From: Jake H. <jak...@gm...> - 2005-07-04 21:26:55
|
While reading _Solaris Internals: Core Kernel Components_ and stepping through Sun's implementation of mutexes, I learned something about memory barriers (fences) and why exactly we might need to use them to fix at least some of our SMP bugs. Since I'm busy with other projects this week and don't have an SMP machine here to test on, I'll write up what I've found, in lieu of actually poking around the kernel myself.=20 :-) The relevant sections in the Intel IA-32 software developer's manual Volume 3 are 7.2 (memory ordering) and 7.4 (serializing instructions), but they don't explain much other than to state that in all current Intel processors, loads and stores are executed in order with respect to each other. The following page, while written for Java VM implementors, has a lot more useful detail, and covers all the popular RISC CPU's in addition to x86: http://gee.cs.oswego.edu/dl/jmm/cookbook.html The important thing to note is the "StoreLoad" barrier type, which flushes out all pending writes to memory before continuing.
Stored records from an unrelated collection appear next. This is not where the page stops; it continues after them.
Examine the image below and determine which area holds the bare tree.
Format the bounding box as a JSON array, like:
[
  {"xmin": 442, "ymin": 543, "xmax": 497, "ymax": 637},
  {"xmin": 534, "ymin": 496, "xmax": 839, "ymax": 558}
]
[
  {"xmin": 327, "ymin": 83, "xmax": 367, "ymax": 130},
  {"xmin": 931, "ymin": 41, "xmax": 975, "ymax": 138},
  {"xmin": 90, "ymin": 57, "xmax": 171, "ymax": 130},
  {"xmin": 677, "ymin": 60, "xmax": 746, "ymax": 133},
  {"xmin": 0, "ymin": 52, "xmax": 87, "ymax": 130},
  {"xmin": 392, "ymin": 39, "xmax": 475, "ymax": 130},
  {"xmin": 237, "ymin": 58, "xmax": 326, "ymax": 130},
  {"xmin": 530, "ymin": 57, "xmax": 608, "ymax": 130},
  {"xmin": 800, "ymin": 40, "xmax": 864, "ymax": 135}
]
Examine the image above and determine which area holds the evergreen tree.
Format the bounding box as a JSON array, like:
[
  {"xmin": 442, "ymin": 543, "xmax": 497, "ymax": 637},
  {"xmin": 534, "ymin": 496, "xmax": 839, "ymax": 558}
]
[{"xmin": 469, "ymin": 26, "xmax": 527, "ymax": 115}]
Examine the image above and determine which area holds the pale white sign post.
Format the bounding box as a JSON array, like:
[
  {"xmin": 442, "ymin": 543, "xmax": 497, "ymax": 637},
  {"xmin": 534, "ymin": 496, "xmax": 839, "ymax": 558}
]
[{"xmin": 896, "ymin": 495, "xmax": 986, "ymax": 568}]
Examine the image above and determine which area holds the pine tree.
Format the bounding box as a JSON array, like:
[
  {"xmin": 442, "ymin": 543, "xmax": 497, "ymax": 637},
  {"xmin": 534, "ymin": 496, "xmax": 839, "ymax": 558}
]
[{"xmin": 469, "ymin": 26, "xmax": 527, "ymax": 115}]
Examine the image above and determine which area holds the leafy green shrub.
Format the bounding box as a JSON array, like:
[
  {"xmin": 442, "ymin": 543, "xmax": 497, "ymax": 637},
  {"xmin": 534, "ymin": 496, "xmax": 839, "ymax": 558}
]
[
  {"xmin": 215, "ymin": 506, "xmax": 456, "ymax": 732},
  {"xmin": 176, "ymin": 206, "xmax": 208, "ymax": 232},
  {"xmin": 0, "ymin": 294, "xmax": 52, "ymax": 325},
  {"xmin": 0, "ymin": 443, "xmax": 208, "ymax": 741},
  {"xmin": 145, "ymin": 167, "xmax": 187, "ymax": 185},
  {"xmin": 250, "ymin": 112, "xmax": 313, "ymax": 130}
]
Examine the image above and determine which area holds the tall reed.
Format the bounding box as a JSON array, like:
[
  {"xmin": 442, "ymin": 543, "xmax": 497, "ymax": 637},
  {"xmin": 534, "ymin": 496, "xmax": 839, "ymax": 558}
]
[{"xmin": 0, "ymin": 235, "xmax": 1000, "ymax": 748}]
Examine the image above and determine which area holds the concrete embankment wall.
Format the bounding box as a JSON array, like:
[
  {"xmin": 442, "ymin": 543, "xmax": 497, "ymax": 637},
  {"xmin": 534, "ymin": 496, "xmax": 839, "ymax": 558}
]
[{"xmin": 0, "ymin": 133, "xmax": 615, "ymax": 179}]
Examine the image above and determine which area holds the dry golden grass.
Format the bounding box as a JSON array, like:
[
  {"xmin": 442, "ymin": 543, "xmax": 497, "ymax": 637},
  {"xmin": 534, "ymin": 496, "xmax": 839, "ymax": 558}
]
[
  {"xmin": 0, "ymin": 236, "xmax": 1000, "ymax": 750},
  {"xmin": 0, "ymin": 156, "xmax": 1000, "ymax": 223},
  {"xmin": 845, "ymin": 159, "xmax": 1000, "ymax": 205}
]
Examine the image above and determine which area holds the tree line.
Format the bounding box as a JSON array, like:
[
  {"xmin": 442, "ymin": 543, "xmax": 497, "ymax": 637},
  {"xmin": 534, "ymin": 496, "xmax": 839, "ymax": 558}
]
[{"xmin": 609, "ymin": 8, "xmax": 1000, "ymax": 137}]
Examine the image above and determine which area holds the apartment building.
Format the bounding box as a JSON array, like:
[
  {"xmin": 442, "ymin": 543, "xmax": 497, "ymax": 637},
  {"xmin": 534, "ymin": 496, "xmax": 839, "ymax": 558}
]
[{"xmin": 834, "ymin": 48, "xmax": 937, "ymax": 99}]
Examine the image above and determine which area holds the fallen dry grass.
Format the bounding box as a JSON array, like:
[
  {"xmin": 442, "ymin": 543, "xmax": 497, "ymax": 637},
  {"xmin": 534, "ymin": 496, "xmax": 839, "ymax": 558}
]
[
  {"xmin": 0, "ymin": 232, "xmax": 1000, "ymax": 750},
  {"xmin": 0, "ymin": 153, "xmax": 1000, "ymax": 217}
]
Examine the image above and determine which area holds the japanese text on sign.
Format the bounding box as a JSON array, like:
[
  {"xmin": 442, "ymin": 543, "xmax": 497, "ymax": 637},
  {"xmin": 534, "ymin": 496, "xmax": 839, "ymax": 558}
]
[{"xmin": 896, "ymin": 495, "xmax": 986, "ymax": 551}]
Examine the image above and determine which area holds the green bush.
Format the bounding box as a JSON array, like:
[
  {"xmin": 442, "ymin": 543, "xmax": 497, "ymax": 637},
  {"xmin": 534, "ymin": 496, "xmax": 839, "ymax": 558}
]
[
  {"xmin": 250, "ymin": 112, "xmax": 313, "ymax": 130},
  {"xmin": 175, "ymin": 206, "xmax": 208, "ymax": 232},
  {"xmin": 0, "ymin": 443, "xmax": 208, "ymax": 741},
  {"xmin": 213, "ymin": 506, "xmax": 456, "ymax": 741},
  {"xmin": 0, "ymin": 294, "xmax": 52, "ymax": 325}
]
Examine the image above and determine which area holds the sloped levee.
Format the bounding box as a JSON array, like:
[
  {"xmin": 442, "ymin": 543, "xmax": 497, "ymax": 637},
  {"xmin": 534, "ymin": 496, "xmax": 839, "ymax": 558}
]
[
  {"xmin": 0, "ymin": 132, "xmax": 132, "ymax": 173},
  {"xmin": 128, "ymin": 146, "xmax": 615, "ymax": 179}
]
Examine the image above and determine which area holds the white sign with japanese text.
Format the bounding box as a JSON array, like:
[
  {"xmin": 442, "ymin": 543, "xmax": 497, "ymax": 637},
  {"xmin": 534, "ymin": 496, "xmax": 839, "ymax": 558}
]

Without doing this, if we write to a memory location, then later read from the same location, even if the variable was declared volatile, we might get the processor's cached copy of the data, even if another processor has written to that location in the meantime. While the individual CPU's in an SMP configuration keep their caches up-to-date through bus snooping, this doesn't apply to data that is still in the processor's write buffer and hasn't been pushed out to the cache yet. "StoreLoad" is the only type of barrier required on current x86 systems (excluding AMD64), and the Pentium 4 and amd64 have a special instruction for it, "mfence", but the portable way to do a StoreLoad barrier on x86 is with a lock-prefixed memory access instruction, for example the do-nothing "lock; xorl $0, (%esp)". I don't know if this type of memory barrier is necessary to fix any of the bugs that have been seen, but it's definitely a good thing to know about. BTW, the Linux macros for this type of memory barrier on x86 are mb(), rmb(), smp_mb(), and smp_rmb(), defined in "include/asm-i386/system.h". Linux also has a generic barrier() macro defined in "include/linux/kernel.h" as '__asm__ __volatile__("": : :"memory")', which is used to tell the compiler that memory contents may have changed. -- Jake |